Het Ogham-alfabet op een steen uit Kilbrittain (nu in het Cork Public Museum). Bron: https://commons.wikimedia.org/wiki/Category:Ogham#/media/File:Ogham_Stone_from_Kilbrittain_(in_Cork_Public_Museum).jpg.
Nawoord
Bij wijze van conclusie eindigt de bundel met een kritisch nawoord van Paul Russell waarmee hij ook het werk van de recensent vergemakkelijkt. Hierin zet hij kort uiteen hoeveel verder we precies gekomen zijn, maar ook waarom het zo moeilijk is om interdisciplinair te werken. De obstakels zijn hier theoretisch, maar ook praktisch. Een theoretisch bezwaar is bijvoorbeeld dat historici en taalkundigen verschillende dingen interessant vinden.

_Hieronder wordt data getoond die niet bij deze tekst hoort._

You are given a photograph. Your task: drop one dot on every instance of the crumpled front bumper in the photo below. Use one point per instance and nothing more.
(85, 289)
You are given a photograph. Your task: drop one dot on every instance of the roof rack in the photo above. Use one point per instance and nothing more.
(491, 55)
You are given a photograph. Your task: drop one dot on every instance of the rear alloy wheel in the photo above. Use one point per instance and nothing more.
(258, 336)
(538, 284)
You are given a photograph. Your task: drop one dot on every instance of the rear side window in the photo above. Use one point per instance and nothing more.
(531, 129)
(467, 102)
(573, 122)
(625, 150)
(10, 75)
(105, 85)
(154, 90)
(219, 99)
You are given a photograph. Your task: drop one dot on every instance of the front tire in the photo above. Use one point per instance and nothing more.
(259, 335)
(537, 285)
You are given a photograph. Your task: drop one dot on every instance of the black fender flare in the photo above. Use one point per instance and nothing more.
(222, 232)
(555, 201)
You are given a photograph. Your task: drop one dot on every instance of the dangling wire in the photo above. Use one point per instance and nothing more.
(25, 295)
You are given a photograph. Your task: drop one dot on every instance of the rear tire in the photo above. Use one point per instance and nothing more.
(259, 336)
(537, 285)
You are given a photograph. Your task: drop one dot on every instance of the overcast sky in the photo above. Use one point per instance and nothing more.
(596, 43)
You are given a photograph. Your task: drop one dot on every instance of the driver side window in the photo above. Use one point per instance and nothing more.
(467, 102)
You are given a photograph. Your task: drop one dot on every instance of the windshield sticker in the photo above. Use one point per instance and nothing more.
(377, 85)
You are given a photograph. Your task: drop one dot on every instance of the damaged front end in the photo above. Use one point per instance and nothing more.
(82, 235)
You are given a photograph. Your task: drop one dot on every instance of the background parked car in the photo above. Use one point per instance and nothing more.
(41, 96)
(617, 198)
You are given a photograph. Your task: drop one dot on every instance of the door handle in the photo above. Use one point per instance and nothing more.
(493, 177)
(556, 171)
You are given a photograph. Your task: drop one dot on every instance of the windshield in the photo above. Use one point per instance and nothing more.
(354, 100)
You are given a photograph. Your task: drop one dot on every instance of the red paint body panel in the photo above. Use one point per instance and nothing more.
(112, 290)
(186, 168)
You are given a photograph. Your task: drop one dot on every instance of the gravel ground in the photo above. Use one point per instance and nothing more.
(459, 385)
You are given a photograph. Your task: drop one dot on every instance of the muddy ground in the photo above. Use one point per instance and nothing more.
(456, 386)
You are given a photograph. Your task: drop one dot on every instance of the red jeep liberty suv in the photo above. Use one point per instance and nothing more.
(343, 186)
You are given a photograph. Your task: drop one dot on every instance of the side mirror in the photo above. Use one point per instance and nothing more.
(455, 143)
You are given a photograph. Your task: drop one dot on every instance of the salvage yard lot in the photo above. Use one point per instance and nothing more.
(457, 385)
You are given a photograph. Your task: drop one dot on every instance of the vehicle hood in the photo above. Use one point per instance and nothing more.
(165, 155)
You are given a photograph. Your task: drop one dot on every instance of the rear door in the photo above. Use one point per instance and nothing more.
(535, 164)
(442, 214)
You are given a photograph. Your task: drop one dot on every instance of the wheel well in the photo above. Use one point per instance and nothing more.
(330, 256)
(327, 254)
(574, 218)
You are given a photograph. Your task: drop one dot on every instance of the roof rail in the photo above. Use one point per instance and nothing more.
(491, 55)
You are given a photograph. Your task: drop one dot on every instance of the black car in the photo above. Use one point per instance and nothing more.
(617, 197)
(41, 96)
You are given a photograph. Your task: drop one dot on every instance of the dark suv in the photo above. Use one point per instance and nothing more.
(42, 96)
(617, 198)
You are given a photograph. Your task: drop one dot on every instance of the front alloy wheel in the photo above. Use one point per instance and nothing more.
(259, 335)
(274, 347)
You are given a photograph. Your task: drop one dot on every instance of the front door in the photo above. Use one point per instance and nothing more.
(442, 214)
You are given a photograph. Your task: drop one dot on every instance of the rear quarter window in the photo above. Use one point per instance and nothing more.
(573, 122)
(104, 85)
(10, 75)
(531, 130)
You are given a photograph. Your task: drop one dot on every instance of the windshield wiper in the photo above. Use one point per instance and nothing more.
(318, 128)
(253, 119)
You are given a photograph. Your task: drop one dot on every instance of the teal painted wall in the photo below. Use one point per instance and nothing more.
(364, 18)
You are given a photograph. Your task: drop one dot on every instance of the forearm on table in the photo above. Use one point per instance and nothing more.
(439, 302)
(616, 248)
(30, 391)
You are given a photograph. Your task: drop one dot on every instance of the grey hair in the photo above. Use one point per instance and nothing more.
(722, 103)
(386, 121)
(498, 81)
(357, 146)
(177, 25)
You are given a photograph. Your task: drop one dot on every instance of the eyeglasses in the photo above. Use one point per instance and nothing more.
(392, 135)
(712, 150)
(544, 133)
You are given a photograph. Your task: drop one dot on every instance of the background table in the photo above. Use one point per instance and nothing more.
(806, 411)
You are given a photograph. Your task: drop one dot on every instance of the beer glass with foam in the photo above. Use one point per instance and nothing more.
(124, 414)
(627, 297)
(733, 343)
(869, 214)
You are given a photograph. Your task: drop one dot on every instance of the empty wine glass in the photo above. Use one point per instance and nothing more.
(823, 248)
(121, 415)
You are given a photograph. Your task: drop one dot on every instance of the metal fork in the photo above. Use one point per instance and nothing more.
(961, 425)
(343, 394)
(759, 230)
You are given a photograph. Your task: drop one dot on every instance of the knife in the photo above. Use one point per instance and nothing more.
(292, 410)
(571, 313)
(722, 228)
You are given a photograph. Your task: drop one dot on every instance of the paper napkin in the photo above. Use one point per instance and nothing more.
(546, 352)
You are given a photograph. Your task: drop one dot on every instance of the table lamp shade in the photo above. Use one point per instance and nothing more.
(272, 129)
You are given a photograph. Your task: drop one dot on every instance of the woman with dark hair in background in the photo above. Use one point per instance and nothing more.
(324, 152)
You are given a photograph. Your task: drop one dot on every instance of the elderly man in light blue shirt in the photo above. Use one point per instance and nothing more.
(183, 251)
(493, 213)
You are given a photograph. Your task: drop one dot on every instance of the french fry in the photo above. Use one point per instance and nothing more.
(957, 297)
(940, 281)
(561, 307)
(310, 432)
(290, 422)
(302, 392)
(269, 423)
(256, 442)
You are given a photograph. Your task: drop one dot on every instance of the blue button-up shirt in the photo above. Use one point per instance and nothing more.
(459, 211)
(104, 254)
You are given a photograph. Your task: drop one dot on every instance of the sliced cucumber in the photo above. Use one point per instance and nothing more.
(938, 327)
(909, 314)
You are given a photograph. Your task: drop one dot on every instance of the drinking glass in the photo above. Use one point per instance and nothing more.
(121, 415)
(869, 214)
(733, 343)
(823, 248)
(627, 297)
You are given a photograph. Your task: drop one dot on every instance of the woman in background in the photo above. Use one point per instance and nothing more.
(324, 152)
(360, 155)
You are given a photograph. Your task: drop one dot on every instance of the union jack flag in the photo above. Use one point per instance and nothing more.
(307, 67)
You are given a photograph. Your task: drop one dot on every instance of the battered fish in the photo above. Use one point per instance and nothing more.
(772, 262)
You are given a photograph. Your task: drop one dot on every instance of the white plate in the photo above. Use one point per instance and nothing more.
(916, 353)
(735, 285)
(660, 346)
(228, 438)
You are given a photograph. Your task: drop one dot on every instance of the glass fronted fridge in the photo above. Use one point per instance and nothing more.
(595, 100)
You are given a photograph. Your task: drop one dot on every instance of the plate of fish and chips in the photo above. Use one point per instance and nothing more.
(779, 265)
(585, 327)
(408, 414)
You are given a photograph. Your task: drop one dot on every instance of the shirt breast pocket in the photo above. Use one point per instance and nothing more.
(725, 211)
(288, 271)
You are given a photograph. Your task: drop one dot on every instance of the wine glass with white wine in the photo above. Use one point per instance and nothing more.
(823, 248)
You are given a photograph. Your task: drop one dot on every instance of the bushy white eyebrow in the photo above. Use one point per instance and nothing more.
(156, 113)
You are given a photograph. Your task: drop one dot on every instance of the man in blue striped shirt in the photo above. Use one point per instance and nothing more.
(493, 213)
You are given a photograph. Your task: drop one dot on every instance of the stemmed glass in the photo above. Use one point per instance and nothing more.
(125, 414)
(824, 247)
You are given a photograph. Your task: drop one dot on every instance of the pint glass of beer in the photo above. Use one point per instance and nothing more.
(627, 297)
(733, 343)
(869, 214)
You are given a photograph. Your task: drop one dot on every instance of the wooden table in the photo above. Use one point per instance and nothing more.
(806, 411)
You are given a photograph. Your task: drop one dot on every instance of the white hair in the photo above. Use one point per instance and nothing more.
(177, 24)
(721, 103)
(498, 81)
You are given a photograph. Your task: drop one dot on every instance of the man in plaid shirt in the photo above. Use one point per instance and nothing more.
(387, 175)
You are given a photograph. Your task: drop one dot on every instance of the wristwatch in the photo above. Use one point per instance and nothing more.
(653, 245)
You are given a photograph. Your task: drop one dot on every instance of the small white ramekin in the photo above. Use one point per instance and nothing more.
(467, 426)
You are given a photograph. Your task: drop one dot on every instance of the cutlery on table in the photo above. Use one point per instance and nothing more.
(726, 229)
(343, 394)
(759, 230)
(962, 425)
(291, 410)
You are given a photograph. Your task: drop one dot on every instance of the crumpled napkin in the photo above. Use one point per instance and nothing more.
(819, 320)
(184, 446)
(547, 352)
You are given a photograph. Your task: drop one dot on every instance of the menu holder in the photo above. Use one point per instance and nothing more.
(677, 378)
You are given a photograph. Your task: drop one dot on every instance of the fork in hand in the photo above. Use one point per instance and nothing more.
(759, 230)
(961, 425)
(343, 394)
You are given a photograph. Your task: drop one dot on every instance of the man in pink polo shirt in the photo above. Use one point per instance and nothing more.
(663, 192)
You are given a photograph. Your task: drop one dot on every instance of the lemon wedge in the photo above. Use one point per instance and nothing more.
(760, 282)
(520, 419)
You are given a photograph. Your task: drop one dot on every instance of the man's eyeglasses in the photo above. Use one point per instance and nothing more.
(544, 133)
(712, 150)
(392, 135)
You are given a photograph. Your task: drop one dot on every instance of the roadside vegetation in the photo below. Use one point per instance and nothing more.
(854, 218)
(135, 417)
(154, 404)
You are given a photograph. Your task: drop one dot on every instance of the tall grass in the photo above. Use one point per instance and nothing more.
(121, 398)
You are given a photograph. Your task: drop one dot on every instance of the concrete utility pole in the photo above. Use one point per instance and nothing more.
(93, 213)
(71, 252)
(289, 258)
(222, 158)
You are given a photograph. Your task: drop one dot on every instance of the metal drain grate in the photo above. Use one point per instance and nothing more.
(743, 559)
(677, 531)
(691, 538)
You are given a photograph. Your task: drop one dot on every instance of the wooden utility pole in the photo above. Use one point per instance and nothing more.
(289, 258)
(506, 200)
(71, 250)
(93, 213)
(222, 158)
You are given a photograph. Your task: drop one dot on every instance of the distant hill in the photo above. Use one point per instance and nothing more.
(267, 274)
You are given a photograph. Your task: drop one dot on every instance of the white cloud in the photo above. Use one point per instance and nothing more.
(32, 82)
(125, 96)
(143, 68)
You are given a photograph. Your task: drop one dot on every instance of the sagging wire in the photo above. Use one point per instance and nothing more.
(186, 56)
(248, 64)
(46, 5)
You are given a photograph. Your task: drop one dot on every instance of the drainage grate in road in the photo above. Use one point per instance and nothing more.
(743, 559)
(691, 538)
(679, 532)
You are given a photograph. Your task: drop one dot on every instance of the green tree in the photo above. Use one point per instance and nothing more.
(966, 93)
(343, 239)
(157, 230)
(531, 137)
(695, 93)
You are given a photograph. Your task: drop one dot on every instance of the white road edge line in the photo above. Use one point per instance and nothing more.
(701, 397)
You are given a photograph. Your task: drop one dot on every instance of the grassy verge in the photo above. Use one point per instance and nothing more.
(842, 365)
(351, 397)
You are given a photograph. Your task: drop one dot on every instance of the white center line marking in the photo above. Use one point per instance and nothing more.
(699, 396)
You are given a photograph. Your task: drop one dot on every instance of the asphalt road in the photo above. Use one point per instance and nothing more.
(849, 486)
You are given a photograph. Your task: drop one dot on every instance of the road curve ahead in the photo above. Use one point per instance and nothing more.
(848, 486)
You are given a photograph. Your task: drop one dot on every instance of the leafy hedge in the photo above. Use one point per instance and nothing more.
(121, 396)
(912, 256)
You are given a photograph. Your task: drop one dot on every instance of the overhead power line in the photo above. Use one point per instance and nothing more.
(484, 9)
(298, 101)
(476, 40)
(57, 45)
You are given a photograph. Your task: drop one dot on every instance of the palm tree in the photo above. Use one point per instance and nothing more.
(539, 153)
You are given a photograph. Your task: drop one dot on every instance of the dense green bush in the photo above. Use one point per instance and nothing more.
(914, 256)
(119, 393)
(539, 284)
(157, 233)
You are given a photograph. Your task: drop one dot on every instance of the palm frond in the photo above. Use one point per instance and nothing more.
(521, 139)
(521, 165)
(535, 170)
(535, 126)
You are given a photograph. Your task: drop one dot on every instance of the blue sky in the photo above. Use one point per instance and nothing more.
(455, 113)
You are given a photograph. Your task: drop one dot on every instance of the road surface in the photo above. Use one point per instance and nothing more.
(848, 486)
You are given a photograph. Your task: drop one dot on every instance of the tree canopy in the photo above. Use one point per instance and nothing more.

Bij het lezen van het Latijn van vroegmiddeleeuwse Britse monniken denken historici bijvoorbeeld graag na over welke intellectuele infrastructuur er moet zijn geweest waardoor deze monnik zo leerde schrijven, en waardoor hij een publiek had dat zijn werk kon lezen. Een taalkundige zal het vooral jammer vinden dat hij in het geleerde Latijn schreef, waardoor we soms maar weinig weten van wat hij en zijn landgenoten in het dagelijks leven spraken. Andersom is het flink lastig voor een historicus om taalkundige bevindingen over isoglossen en klankwetten mee te nemen als bewijs. Een praktisch obstakel is dat universiteiten toch het liefst mensen aannemen met de beste vaardigheid in hun eigen vakgebied, ook als dit ten koste gaat van interdisciplinariteit. Het kritische nawoord biedt een welkome verbinding voor wie meerdere artikelen heeft gelezen en moeite heeft om het overzicht te houden. Ik vind het ook stoer van de redacteuren dat ze zo’n kritisch artikel mee hebben genomen in de bundel.
Al met al bevat het boek meerdere mooie artikelen die deze lastige periode in kaart brengen. Het bevat een mooie mix aan historische en taalkundige insteken en het bestrijkt meerdere regio’s. Dit maakt het moeilijk om te formuleren wat precies de algemene bevindingen zijn. De grote vragen waar ik mee opende worden dan ook niet eenduidig beantwoord. Tegelijkertijd geeft het boek wel inspiratie om vooruit te denken over hoe we deze lastige periode verder zouden kunnen onderzoeken. Hoe zou het bijvoorbeeld zijn als we de taalkundige methodologie van klankwetten en plaatsnamen van Haubrichs loslaten op het meertalige Noord-Afrika van Conant? Zouden we met dezelfde precisie taalgrenzen en taaleilandjes kunnen reconstrueren? Uiteindelijk is het aan de lezer om dit soort lijntjes te trekken en uit te vogelen wat de samenhang van de bundel precies is. Wie dat graag doet, raad ik van harte aan om het boek in zijn geheel door te nemen. Ieder ander is er meer bij gebaat om het boek als een verzameling van losstaande artikelen te beschouwen. Het boek is open access gepubliceerd en dus gratis te downloaden. Wie zich geroepen voelt om slechts één of twee artikelen te lezen kan dat dus gemakkelijk doen.